Je serai intransigeante sur nos valeurs. J’aurais à cœur de réarmer idéologiquement nos enfants pour leur permettre de se rendre compte de la chance que nous avons de vivre dans une démocratie où, quelle que soit sa religion, sa couleur, son origine, nous pouvons faire société sur la base de règles communes.
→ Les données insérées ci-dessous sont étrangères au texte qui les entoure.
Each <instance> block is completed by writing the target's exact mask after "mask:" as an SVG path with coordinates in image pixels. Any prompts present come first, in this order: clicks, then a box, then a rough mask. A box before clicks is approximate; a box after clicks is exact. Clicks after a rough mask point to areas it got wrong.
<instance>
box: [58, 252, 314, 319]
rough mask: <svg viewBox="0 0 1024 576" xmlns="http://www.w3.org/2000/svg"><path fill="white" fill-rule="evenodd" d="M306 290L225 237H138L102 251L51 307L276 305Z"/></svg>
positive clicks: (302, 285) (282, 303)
Je me rends depuis des années dans les collèges et les lycées, et mon interrogation est toujours la même: face à la flambée identitaire, où chacun ressent le besoin de revendiquer son appartenance à une religion ou une culture – ce qui passe par un langage, un vêtement traditionnel qui devient à la mode, un respect ostentatoire des règles religieuses – comment rendre la laïcité “sexy”, attrayante pour des gamins de 13 ou 14 ans? Qu’est-ce qui permettrait que ce soit cool d’être laïc? Car la laïcité, ce n’est pas la négation des religions, mais la neutralité à leur égard, qui seule permet à toutes de coexister. Et cela, la jeunesse ne le comprend pas.
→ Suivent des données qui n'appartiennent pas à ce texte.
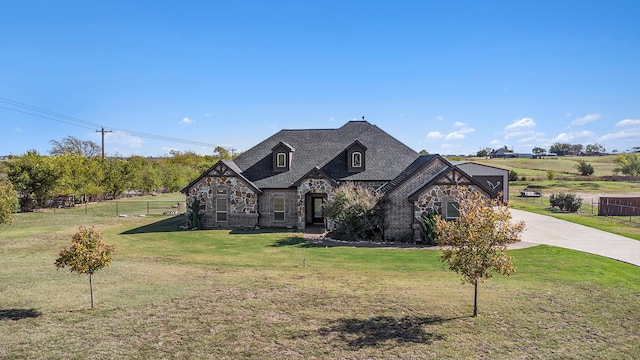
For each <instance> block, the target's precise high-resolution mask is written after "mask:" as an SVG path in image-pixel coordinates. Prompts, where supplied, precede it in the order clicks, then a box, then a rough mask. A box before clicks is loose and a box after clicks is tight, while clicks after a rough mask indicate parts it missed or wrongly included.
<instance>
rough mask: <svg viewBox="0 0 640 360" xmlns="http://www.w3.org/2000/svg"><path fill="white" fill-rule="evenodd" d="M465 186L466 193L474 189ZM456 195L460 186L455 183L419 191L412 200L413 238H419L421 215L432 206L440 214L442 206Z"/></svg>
mask: <svg viewBox="0 0 640 360" xmlns="http://www.w3.org/2000/svg"><path fill="white" fill-rule="evenodd" d="M465 188H466V192H467V193H472V192H474V191H476V190H475V189H474V188H473V186H465ZM458 195H460V187H459V186H457V185H434V186H431V187H429V188H428V189H426V190H425V191H423V192H422V193H420V194H419V196H418V199H417V200H416V201H414V202H413V239H414V240H420V222H421V221H422V215H424V214H426V213H427V211H428V210H431V209H433V208H435V209H436V211H437V212H438V214H439V215H442V214H443V209H442V206H443V205H444V204H445V203H447V202H449V201H453V200H455V199H456V198H457V197H458Z"/></svg>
En 2022, la sœur de Samuel Paty, qui considère que l’État doit assumer sa responsabilité dans la mort de son frère, a porté plainte contre X auprès du parquet de Paris pour non empêchement de crime et non assistance à personne en péril. En mars 2024, elle dépose un recours en responsabilité de l’État dans la survenance de l’attentat islamiste contre son frère. Et en juillet 2024, sans réponse du Premier ministre, des ministères de l’Éducation national et de l’Intérieur, elle dépose une requête devant le tribunal administratif de Nice. Quelle en sera la suite?
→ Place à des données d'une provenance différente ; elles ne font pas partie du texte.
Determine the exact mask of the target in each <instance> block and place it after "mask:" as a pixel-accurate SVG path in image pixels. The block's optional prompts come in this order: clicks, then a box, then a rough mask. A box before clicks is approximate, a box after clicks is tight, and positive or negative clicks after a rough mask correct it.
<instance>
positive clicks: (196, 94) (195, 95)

Nous verrons bien mais, en effet, Samuel Paty est mort de ne pas avoir été protégé, contrairement à ce qu’a affirmé Gérald Darmanin [ministre de l’Intérieur de l’époque] au micro de BFM.
Le jour où la principale reçoit le parent d’élève B. Chnina et le militant islamiste fiché S A. Sefrioui, elle en réfère immédiatement à l’académie qui l’enjoint de remplir une fiche “Faits Établissement”, fiche à remplir en cas d’atteinte à la laïcité. Or il n’y en a eu aucune. La principale désigne alors Samuel Paty comme étant l’auteur de l’infraction, et l’élève, qui n’était même pas présente au cours incriminé, comme la victime. Elle coche également la case: “Risque de troubles avec retentissement médiatique” en raison de la menace d’une manifestation de Musulmans devant le collège. La simple existence d’une telle case à cocher révèle que l’école est rompue à ce genre d’intimidation, et que c’est son angoisse absolue. Surtout pas de scandale. Surtout pas de vagues. Et ce pas-de-vague, parce que la mobilisation devant le collège prévue le vendredi 9 octobre ne semblait plus d’actualité, va conduire les renseignements territoriaux à rédiger une note dans laquelle ils écrivent que le danger est écarté, alors même que les menaces proférées à l’encontre de Samuel Paty sur les réseaux sociaux (et la viralité des vidéos) ne cessent de se multiplier. La peur du scandale a complètement invisibilisé le danger de mort qui pesait sur Samuel Paty. “À défaut de connaître l’agresseur, le lieu ou le moment où il agirait, il me semble évident qu’il fallait protéger la cible désignée publiquement”, écrit Mickaëlle Paty dans son livre.